Tutorial: Topologies
This tutorial covers working with topologies in StreamSets Control Hub. A topology provides an interactive end-to-end view of data as it traverses multiple pipelines. In this tutorial, we create and publish an SDC RPC origin pipeline and an SDC RPC destination pipeline, create jobs for the pipelines, map the related jobs in a topology, and then measure the progress of the topology.
Although our topology tutorial provides a simple use case, keep in mind that Control Hub enables you to manage topologies for multiple complex pipelines. For example, you can group all data flow activities that serve the needs of one business function under a single topology.

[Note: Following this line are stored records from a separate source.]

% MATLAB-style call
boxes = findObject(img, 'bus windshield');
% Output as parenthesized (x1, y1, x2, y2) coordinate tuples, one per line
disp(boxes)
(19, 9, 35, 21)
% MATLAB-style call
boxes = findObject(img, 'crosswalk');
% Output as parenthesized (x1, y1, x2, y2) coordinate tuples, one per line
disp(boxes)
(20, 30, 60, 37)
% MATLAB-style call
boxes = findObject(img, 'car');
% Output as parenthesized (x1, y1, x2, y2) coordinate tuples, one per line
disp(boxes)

To get started with Control Hub topologies, we'll complete the following tasks:
Design and Publish Related Pipelines
A topology provides a view into multiple related pipelines. To create our related pipelines, we'll configure an SDC RPC origin pipeline that passes data to an SDC RPC destination pipeline.
Then, we'll publish both pipelines to indicate that our design is complete and the pipelines are ready to be added to jobs and run.

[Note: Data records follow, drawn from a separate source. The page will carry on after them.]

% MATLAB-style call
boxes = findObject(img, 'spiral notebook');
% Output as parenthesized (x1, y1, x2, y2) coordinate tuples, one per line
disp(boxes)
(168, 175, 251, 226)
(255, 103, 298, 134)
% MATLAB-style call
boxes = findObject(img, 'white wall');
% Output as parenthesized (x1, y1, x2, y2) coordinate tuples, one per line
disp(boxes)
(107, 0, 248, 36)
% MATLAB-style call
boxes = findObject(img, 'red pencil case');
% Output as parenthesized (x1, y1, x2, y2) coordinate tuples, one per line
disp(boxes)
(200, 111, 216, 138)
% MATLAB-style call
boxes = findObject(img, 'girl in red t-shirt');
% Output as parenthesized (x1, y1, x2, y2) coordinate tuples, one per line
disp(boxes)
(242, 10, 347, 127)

Now that we've designed and published related pipelines, let's add jobs for the related pipelines.
Add Jobs for the Related Pipelines
You map jobs that contain related pipelines in a topology. Let's create jobs for the related pipelines that we just published.
Map Jobs in a Topology
We'll add a topology and then map the jobs that work together to create a complete data flow.
Measure and Monitor the Topology
You can measure and monitor the progress of all running pipelines included in a topology. Let's start the jobs and then measure the progress of the running pipelines from our topology view.
That's the end of our Control Hub tutorial on topologies. Remember that our tutorial included only two simple jobs to introduce the concept of topologies. However, you can use Control Hub to manage and monitor topologies for multiple complex jobs.